ATI isn't going to do anything. Charlie was dead on with every single rumor he posted. I believe his trend will continue and that Nvidia is only planning on producing 10k cards total for the worldwide launch. That means if you are one of the lucky(or stupid) ones to buy this monster you will have a collectors item. The fact is it's hot, underpowered and only 5% faster in contrived benchmarks than something ATI released 6 months ago. Nvidia knows this thing is a pig and I doubt they intend to produce any more than they need to say they actually released it.
Everything that's happened over the last few months (rebranding the 8800/9800/240 as the 340 being the biggest clue) has indicated that Nvidia is going to be absent this round. Let's just be honest, they fubar'd Fermi, the next round they will be competative with ATI (if you go by previous history last time nVidia botched it badly they will wipe the floor with ATI with the refresh part) as they fix the mistakes but right now AMD/ATI has the lead and Fermi isn't going to change that. Given the limited production run ATI has no reason whatsoever to reduce prices unless they just want to hurt Nvidia more. Northern Islands will be out before the end of the year so ATI will have their refresh part very soon anyway, given the performance, price and thermal characteristics of Fermi they don't have much reason to worry for a while.

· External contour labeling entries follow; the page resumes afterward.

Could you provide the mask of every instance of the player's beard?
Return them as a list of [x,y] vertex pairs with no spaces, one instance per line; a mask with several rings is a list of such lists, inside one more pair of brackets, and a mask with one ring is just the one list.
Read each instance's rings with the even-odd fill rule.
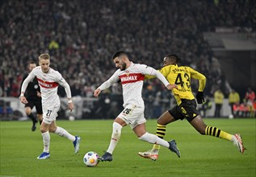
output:
[[120,68],[121,71],[124,71],[126,69],[126,64],[124,62]]

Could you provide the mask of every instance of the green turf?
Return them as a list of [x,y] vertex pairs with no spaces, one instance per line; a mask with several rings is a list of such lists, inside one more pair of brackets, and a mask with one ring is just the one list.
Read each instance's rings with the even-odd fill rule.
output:
[[[0,121],[0,176],[255,176],[255,120],[204,120],[230,134],[240,133],[247,148],[243,154],[229,141],[199,135],[186,121],[174,122],[168,125],[165,139],[176,140],[182,157],[162,148],[156,162],[137,155],[152,146],[126,126],[114,160],[96,167],[86,167],[82,158],[89,150],[101,155],[107,150],[111,120],[58,121],[58,126],[81,136],[80,151],[74,154],[71,142],[51,134],[51,157],[46,160],[36,159],[43,150],[42,138],[39,129],[31,131],[31,121]],[[156,120],[147,121],[149,132],[154,134],[155,126]]]

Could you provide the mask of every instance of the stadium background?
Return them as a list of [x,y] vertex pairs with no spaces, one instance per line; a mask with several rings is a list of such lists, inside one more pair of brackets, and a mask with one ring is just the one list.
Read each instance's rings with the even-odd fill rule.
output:
[[[92,96],[115,71],[111,57],[117,50],[155,68],[166,54],[178,54],[182,64],[207,76],[204,93],[210,98],[217,88],[225,97],[233,88],[241,99],[248,87],[256,90],[254,0],[10,0],[0,6],[2,119],[24,115],[20,84],[27,62],[37,62],[42,52],[50,53],[52,68],[70,84],[77,118],[113,118],[122,109],[119,84],[99,100]],[[192,86],[196,92],[197,82]],[[65,97],[61,87],[59,93]],[[174,102],[157,80],[145,84],[143,96],[149,118]],[[227,104],[223,109],[229,115]],[[60,118],[70,116],[65,110],[64,101]]]

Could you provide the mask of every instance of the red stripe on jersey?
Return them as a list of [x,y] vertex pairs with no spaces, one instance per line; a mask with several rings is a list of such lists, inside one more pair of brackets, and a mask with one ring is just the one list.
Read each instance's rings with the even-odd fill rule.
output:
[[58,83],[57,82],[48,82],[48,81],[44,81],[43,80],[40,80],[39,78],[37,78],[38,80],[38,84],[45,88],[56,88],[59,85]]
[[122,84],[133,83],[137,81],[144,80],[145,76],[141,73],[131,73],[131,74],[124,74],[119,76],[121,80]]

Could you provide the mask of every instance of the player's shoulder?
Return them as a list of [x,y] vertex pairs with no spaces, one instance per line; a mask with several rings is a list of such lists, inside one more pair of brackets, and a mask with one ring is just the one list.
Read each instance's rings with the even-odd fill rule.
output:
[[40,66],[35,67],[32,71],[40,72],[41,71],[41,67]]
[[138,68],[138,69],[147,69],[147,68],[150,68],[151,67],[145,64],[132,64],[132,66],[135,68]]

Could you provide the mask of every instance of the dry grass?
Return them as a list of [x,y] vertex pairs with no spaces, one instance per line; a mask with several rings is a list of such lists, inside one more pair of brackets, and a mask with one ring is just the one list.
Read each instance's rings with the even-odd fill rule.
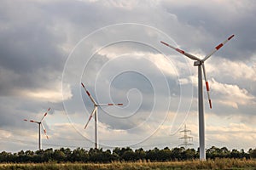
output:
[[256,160],[215,159],[206,162],[113,162],[111,163],[26,163],[0,164],[0,169],[255,169]]

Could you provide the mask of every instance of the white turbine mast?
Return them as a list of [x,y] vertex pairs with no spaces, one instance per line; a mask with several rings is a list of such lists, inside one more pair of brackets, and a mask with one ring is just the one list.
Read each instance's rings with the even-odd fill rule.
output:
[[202,60],[192,55],[185,51],[175,48],[165,42],[160,42],[161,43],[175,49],[176,51],[181,53],[182,54],[189,57],[189,59],[195,60],[194,62],[195,66],[198,66],[198,116],[199,116],[199,145],[200,145],[200,160],[206,160],[206,148],[205,148],[205,122],[204,122],[204,107],[203,107],[203,92],[202,92],[202,74],[201,74],[201,68],[203,70],[203,74],[206,81],[206,87],[207,91],[207,96],[209,100],[210,108],[212,109],[212,101],[210,98],[210,88],[209,83],[207,78],[206,68],[204,62],[211,57],[216,51],[218,51],[220,48],[222,48],[228,41],[230,41],[235,35],[230,36],[228,39],[224,41],[222,43],[218,44],[215,47],[215,48],[209,53],[206,57]]
[[[46,139],[49,139],[48,135],[46,134],[46,130],[44,126],[43,121],[44,121],[44,117],[47,116],[47,113],[49,111],[49,110],[50,110],[50,108],[49,108],[47,110],[47,111],[44,113],[44,115],[43,116],[43,117],[40,121],[33,121],[33,120],[29,121],[30,122],[35,122],[35,123],[38,124],[38,149],[39,149],[39,150],[41,150],[41,126],[42,126],[42,128],[44,130],[44,133]],[[28,122],[27,119],[24,119],[24,121]]]
[[92,116],[94,115],[95,116],[95,148],[98,149],[98,144],[99,144],[99,141],[98,141],[98,117],[97,117],[97,110],[98,110],[98,106],[102,107],[102,106],[108,106],[108,105],[123,105],[123,104],[119,103],[119,104],[113,104],[113,103],[109,103],[109,104],[97,104],[95,99],[92,98],[92,96],[90,95],[90,94],[89,93],[89,91],[86,89],[85,86],[84,85],[83,82],[81,82],[82,87],[84,88],[84,89],[85,90],[87,95],[89,96],[89,98],[90,99],[91,102],[94,105],[94,109],[92,110],[92,112],[90,115],[89,120],[86,122],[85,126],[84,126],[84,129],[87,128],[90,119],[92,118]]
[[190,133],[191,134],[191,130],[187,129],[186,124],[184,126],[184,130],[180,131],[180,133],[184,133],[184,135],[181,138],[179,138],[179,139],[183,139],[183,143],[179,144],[179,146],[189,146],[189,145],[192,145],[193,144],[189,143],[189,141],[193,140],[193,137],[189,136],[188,133]]

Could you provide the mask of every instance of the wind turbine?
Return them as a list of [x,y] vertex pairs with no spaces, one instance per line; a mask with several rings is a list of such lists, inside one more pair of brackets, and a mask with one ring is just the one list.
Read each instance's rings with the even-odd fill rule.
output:
[[204,122],[204,107],[203,107],[203,92],[202,92],[202,76],[201,76],[201,68],[203,70],[203,74],[206,81],[206,87],[207,91],[207,96],[209,100],[210,108],[212,109],[212,101],[209,94],[209,83],[207,82],[206,68],[204,62],[211,57],[216,51],[222,48],[228,41],[230,41],[235,35],[230,36],[228,39],[224,41],[222,43],[215,47],[215,48],[209,53],[202,60],[198,57],[192,55],[182,49],[177,48],[165,42],[160,42],[161,43],[175,49],[176,51],[181,53],[182,54],[189,57],[189,59],[195,60],[194,62],[194,66],[198,66],[198,116],[199,116],[199,145],[200,145],[200,160],[206,160],[206,149],[205,149],[205,122]]
[[[47,110],[47,112],[49,112],[49,110],[50,110],[50,108],[49,108]],[[49,139],[49,137],[46,134],[46,130],[44,128],[44,126],[43,124],[43,120],[47,116],[47,112],[44,113],[44,115],[43,116],[43,117],[42,117],[42,119],[40,121],[33,121],[33,120],[30,120],[29,121],[30,122],[35,122],[35,123],[38,124],[38,148],[39,148],[39,150],[41,150],[41,126],[42,126],[42,128],[44,129],[44,133],[47,139]],[[24,121],[27,122],[27,119],[24,119]]]
[[95,99],[92,98],[92,96],[90,95],[90,94],[87,91],[87,89],[85,88],[85,86],[83,84],[83,82],[81,82],[84,89],[85,90],[87,95],[89,96],[89,98],[90,99],[91,102],[94,105],[94,109],[91,112],[91,114],[90,115],[89,120],[87,122],[87,123],[84,126],[84,129],[87,128],[88,123],[90,122],[91,117],[93,115],[95,115],[94,119],[95,119],[95,148],[98,149],[98,117],[97,117],[97,110],[98,110],[98,106],[106,106],[106,105],[123,105],[123,104],[97,104]]

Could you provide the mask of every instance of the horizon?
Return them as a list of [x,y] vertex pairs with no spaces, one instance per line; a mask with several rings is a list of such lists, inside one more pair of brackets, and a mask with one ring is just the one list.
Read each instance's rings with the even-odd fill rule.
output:
[[163,41],[205,62],[206,148],[256,148],[256,3],[232,0],[2,1],[0,151],[92,148],[93,104],[100,148],[175,148],[184,124],[199,147],[197,67]]

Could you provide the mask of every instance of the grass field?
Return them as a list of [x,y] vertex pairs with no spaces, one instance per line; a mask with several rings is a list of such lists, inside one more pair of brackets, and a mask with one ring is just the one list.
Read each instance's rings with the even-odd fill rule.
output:
[[137,162],[112,163],[24,163],[0,164],[0,169],[255,169],[256,160],[246,159],[215,159],[206,162],[150,162],[140,161]]

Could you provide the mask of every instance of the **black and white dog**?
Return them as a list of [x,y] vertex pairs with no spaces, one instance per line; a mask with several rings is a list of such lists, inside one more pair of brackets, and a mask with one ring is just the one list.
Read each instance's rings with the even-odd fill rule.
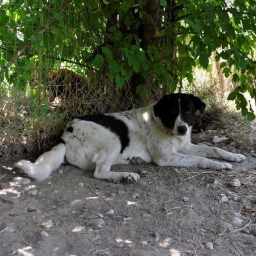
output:
[[195,113],[197,109],[203,113],[205,108],[197,97],[173,93],[145,108],[82,116],[69,123],[61,142],[35,164],[22,160],[15,166],[38,181],[47,178],[64,161],[95,170],[96,179],[123,180],[137,180],[140,176],[111,172],[111,165],[138,160],[159,166],[230,170],[231,164],[205,157],[239,162],[244,156],[190,141]]

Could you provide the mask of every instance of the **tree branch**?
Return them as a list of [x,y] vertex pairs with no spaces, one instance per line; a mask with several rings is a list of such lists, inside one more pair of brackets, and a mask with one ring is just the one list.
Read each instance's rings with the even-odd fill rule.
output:
[[[70,3],[72,2],[72,0],[68,0],[66,4],[63,6],[61,8],[60,8],[57,12],[56,13],[59,13],[60,12],[62,12]],[[38,31],[34,35],[35,36],[40,36],[40,35],[50,25],[52,21],[54,20],[54,18],[52,17],[49,19],[45,24],[44,26],[42,26]],[[6,71],[8,70],[10,67],[23,54],[26,49],[31,45],[31,39],[28,42],[27,44],[26,44],[23,47],[20,49],[20,51],[18,51],[18,52],[16,54],[16,55],[7,63],[7,65],[4,67],[2,70],[0,71],[0,76],[3,75]]]

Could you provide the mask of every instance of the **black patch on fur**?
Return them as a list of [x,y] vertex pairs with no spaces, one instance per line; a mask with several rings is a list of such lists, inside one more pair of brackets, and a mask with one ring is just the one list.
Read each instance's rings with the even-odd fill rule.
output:
[[73,132],[73,127],[72,125],[69,125],[67,127],[67,131],[68,132]]
[[156,117],[160,118],[164,125],[173,130],[179,114],[181,120],[191,126],[196,111],[199,109],[202,114],[205,108],[205,104],[197,97],[184,93],[172,93],[164,95],[154,106],[154,112]]
[[64,140],[63,140],[61,138],[60,138],[60,140],[58,140],[58,144],[61,144],[61,143],[63,143],[64,145],[66,144]]
[[123,152],[126,147],[130,143],[127,126],[124,122],[114,116],[108,115],[99,114],[81,116],[79,119],[93,122],[94,123],[109,129],[112,132],[117,135],[121,142],[121,153]]

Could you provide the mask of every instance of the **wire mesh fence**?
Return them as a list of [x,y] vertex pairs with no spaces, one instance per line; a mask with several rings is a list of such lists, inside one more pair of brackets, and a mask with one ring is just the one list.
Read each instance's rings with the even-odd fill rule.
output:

Remember, Fermi was designed as a 512 SP chip, yields are so bad that the best they can do is 480SP (with 32 bad SP's per chip) and they are right at the limit for power (~300Watts) because the chip is so poor. Rumors out of TSMC is that Fermi yields are single digit, with the size of the chip they are getting around 102chips per 300mm wafer, single digit yields means they are getting less than 10 working Fermi's for every $5000 300mm wafer. That means each fermi is costing them close to $500. Given that the cards are selling for $400 Nvidia is taking at least a $150 loss on every sale. They aren't going to sell very many or it will put them out of business. If the rumor of 10,000 cards total is true then the are going to lose $1,500,000 selling Fermi and that's if the card only costs $50 to produce. That's a lot of money, I'd be surprised personally if you can even purchase a fermi, 10,000 cards worldwide is like 3 per city. It will be a hell of a collectors item though, one of those famous semiconductor failures in the history of computing.